Patchin addresses sports delay
HANCOCK — In a Monday afternoon email update, Superintendent Steve Patchin spoke on behalf of Hancock Public Schools in expressing disappointment over Gov. Gretchen Whitmer’s Friday announcement that high school sports will again be delayed, this time until Feb. 21. She made the announcement during a Friday morning press conference.
During the conference, Whitmer offered updates on business, such as restaurants, openings On Feb. 1. She also issued the status of high school winter sports.
Though she permitted increased capacity at large sports arenas from 250 to 500, Whitmer delayed the beginning of competition in high school contact sports until Feb. 21. Most notable of these sports are boys’ and girls’ basketball, along with ice hockey, all of which have been practicing since mid-January in anticipation of beginning their seasons on Feb. 1. The orders originated from the Michigan Department of Health and Human Services (MDHHS).
Whitmer and the MDHHS announced that winter contact sports such as girls and boys basketball, competitive cheer, ice hockey and wrestling must remain non-contact through Feb. 21. The previous emergency order was set to expire at the end of January and would’ve allowed those sports to begin contact activities on Feb. 1.

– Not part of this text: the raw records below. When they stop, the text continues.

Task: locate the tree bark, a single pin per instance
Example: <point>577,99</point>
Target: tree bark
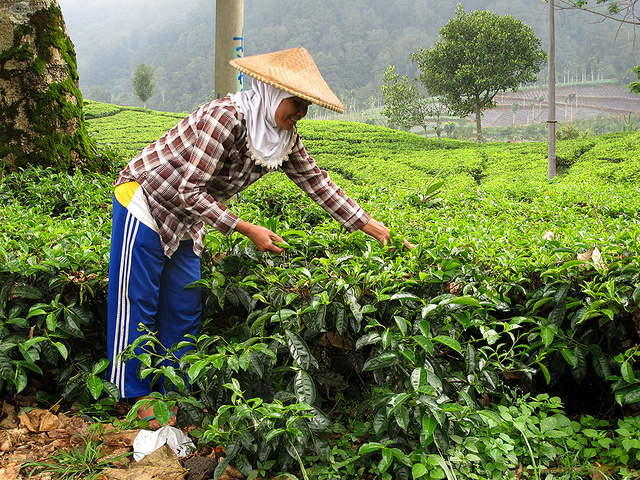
<point>478,123</point>
<point>40,101</point>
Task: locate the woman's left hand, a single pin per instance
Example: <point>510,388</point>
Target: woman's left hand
<point>381,233</point>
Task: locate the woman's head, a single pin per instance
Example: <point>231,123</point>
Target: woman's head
<point>290,110</point>
<point>281,109</point>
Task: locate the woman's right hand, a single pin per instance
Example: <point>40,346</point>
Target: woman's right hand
<point>262,237</point>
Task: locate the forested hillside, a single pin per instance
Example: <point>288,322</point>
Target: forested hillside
<point>352,42</point>
<point>504,345</point>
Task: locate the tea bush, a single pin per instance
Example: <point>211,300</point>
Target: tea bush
<point>472,347</point>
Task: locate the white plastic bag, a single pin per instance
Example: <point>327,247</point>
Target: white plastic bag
<point>148,441</point>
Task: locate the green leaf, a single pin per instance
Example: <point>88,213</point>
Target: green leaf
<point>429,424</point>
<point>452,343</point>
<point>402,417</point>
<point>94,384</point>
<point>570,357</point>
<point>62,349</point>
<point>26,291</point>
<point>385,359</point>
<point>387,460</point>
<point>424,342</point>
<point>463,301</point>
<point>161,411</point>
<point>20,381</point>
<point>300,351</point>
<point>370,447</point>
<point>102,364</point>
<point>341,321</point>
<point>547,334</point>
<point>6,368</point>
<point>304,387</point>
<point>627,372</point>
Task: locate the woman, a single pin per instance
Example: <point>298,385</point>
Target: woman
<point>167,193</point>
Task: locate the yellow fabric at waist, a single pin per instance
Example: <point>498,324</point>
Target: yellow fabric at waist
<point>124,192</point>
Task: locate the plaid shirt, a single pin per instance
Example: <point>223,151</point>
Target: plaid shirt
<point>203,161</point>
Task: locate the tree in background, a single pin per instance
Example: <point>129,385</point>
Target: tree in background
<point>40,102</point>
<point>479,55</point>
<point>143,85</point>
<point>622,11</point>
<point>406,107</point>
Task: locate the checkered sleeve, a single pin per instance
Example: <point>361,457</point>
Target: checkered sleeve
<point>304,172</point>
<point>215,139</point>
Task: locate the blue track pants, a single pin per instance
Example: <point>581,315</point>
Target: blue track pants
<point>147,287</point>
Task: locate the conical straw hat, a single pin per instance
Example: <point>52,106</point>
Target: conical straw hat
<point>293,71</point>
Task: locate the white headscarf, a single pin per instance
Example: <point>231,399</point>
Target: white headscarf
<point>269,145</point>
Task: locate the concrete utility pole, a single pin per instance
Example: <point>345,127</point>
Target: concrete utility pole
<point>229,44</point>
<point>551,119</point>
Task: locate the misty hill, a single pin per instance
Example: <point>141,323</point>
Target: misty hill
<point>352,42</point>
<point>573,102</point>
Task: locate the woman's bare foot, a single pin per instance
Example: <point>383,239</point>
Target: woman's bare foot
<point>145,412</point>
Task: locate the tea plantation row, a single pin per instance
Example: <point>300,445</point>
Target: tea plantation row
<point>464,357</point>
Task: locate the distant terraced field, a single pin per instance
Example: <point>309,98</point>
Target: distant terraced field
<point>572,102</point>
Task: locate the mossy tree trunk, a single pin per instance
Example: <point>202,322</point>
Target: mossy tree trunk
<point>40,102</point>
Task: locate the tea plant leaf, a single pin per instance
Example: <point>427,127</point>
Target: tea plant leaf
<point>452,343</point>
<point>626,370</point>
<point>547,333</point>
<point>405,296</point>
<point>26,291</point>
<point>580,370</point>
<point>94,384</point>
<point>429,424</point>
<point>424,342</point>
<point>418,470</point>
<point>304,387</point>
<point>369,447</point>
<point>300,351</point>
<point>380,422</point>
<point>20,380</point>
<point>570,357</point>
<point>601,365</point>
<point>385,359</point>
<point>463,301</point>
<point>341,322</point>
<point>62,349</point>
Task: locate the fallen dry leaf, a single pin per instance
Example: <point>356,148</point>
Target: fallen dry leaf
<point>162,464</point>
<point>39,420</point>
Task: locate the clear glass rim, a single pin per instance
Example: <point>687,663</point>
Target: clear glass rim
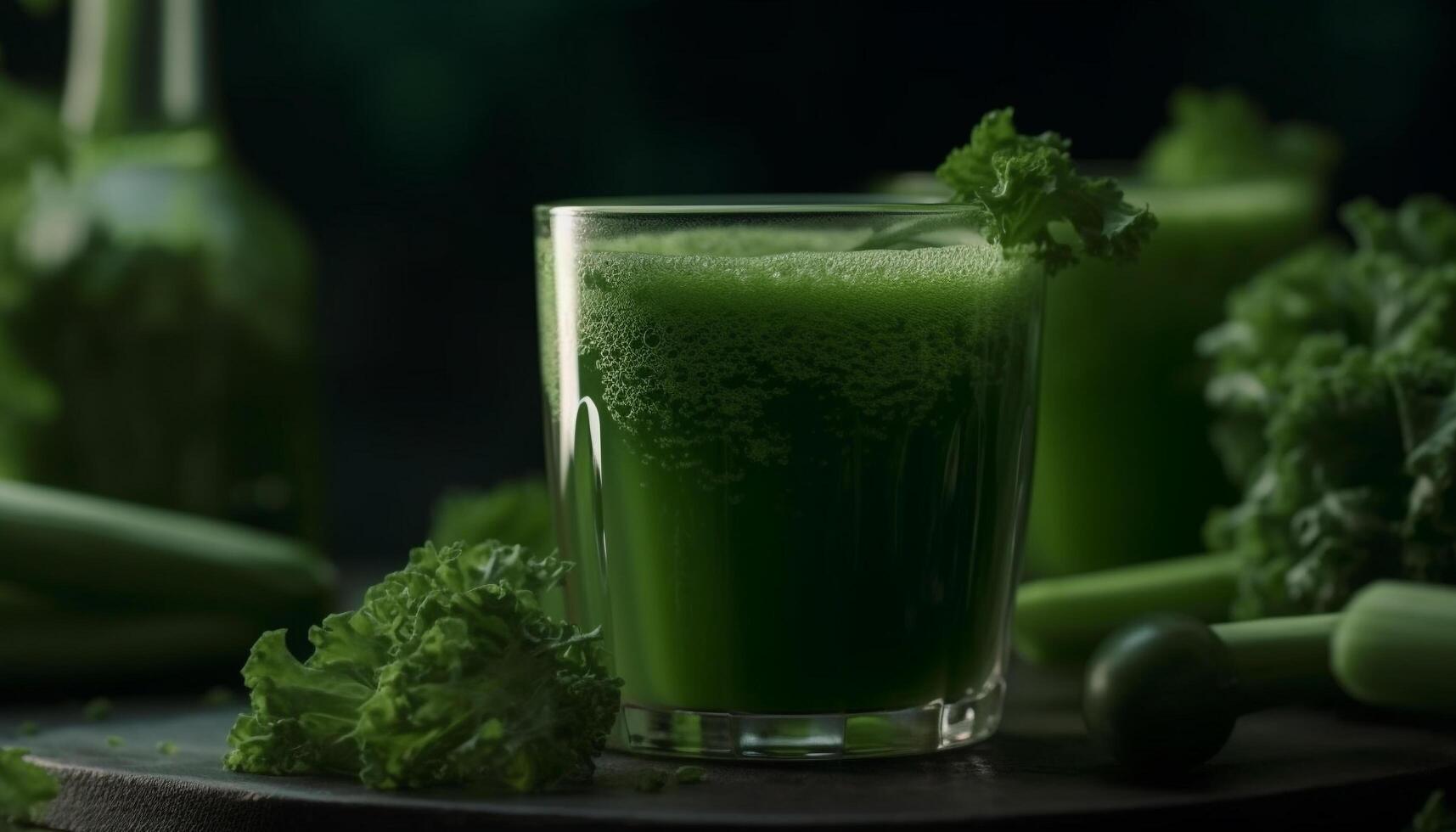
<point>756,205</point>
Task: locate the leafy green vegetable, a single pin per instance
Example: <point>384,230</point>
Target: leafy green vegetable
<point>1030,197</point>
<point>1435,816</point>
<point>449,673</point>
<point>1335,395</point>
<point>517,510</point>
<point>1335,385</point>
<point>25,789</point>
<point>1221,136</point>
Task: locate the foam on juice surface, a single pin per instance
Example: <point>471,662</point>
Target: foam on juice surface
<point>694,350</point>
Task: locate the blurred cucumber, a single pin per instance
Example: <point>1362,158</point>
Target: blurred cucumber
<point>104,554</point>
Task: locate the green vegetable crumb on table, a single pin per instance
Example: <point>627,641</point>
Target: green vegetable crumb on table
<point>689,774</point>
<point>25,789</point>
<point>98,710</point>
<point>449,673</point>
<point>651,780</point>
<point>1435,816</point>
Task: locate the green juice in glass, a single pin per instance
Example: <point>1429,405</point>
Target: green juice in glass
<point>792,475</point>
<point>1124,467</point>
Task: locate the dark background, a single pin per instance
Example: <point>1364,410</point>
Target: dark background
<point>413,138</point>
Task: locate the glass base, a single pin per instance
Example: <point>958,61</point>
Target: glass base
<point>925,729</point>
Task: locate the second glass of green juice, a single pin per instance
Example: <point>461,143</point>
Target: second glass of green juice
<point>790,445</point>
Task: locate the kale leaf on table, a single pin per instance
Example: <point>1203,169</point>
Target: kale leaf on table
<point>25,789</point>
<point>1335,388</point>
<point>449,673</point>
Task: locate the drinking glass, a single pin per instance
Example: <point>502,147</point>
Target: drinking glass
<point>790,447</point>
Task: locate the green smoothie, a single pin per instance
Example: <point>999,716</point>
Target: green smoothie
<point>1124,468</point>
<point>792,475</point>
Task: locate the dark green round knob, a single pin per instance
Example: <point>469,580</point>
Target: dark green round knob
<point>1161,694</point>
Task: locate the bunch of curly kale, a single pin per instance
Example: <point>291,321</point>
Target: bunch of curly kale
<point>449,673</point>
<point>1335,385</point>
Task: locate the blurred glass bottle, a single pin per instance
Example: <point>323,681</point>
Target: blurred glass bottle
<point>169,299</point>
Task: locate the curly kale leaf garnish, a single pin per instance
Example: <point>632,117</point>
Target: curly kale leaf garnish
<point>25,789</point>
<point>1335,388</point>
<point>449,673</point>
<point>1028,195</point>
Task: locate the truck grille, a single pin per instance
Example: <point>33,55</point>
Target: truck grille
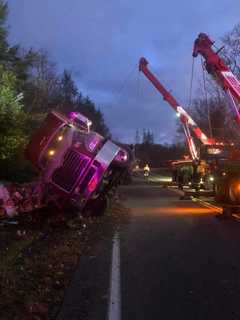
<point>72,168</point>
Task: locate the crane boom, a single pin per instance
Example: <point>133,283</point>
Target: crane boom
<point>218,69</point>
<point>185,118</point>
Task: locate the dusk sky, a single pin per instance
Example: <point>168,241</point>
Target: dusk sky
<point>101,42</point>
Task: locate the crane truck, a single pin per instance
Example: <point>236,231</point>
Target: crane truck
<point>208,145</point>
<point>77,167</point>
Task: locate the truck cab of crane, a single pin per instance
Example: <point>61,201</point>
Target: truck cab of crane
<point>76,164</point>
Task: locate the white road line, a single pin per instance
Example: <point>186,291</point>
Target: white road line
<point>208,205</point>
<point>114,308</point>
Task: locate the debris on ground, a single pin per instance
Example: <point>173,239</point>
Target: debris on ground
<point>39,253</point>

Patchin said the announcement surprised all K-12 public schools and their governing sports body, the Michigan High School Athletic Association (MHSAA). The MHSAA has worked with Whitmer, and the MDHHS, to develop protocols to compete athletically using protocols that mitigate the spread of COVID-19. We have been successfully following these protocols throughout the year.
The MHSAA has provided superintendents and state leadership extensive data illustrating that participation in high school sports is not a source of a significant spread of COVID-19. Michigan remains one of three states in the nation that continues to ban participation in high school level contact sports.
On Friday, the MHSAA published a release in which the organization stated that it had not anticipated this delay in winter contact practices and competition, and Whitmer’s announcement has created many new questions.
In a Jan. 14, 2021, release, MHSAA Executive Director Mark Uyl stated that the Representative Council had approved a plan for adjusting schedules for the five winter “contact” sports that may begin non-contact practices on Jan. 16, but must delay any activities that involve physical contact between individuals until Feb. 1, per the recent update to the MDHHS epidemic plan.
“We have been planning these Finals for weeks to include immediate family, and unfortunately this isn’t a process we can adjust midstream,” Uyl said Friday. “Distributing more tickets would put stress on those plans and Ford Field staffing, and force schools to make more hard decisions on who will be able to attend, but at the last second instead of with prior planning.”
Uyl went on to say that the MHSAA found out about the state’s decision at 9:30 a.m. Friday, just like everyone else.
“And we will address it as quickly as possible after taking the weekend to collect more information,” he said Friday. “We did not anticipate this delay in winter contact practices and competition, and today’s announcement has created many new questions.
Patchin, in his Monday release, stated that it is the mission of the Hancock Public Schools ti develop students academically, emotionally, socially, and physically.
“Our education team helps them develop skills, gain knowledge, and provide a setting where they can apply what they are learning to become productive members of society while leading a healthy lifestyle,” stated Patchin. “For many students, their experiences in athletics is a vital component of their K-12 learning experience that will aid them in their pursuit of happiness and success, both personal and professional. The risk of our students playing competitive sports in a COVID-19 environment using effective mitigation strategies does not outweigh the lifelong benefits achieved in practicing and playing competitive sports in school.”
Hancock Public Schools does not, he said, support the MDHHS decision to again postpone competition of competitive high school winter sports until Feb. 21.
“The Hancock Public Schools School Board will be submitting a letter to leaders of the MDHHS, our state government leadership,” he went on to say, “and state senators and representatives requesting that we regain local control of K-12 athletics and in-person instruction, utilizing the Return to Learn plan developed with the Governors COVID-19 Task Force, including the plan regarding athletics constructed in collaboration with the MHSAA.
“Our athletic teams will continue to practice per MDHHS guidance. We will be working with the MHSAA and state officials to explore ways to safely participate in competitive contests.”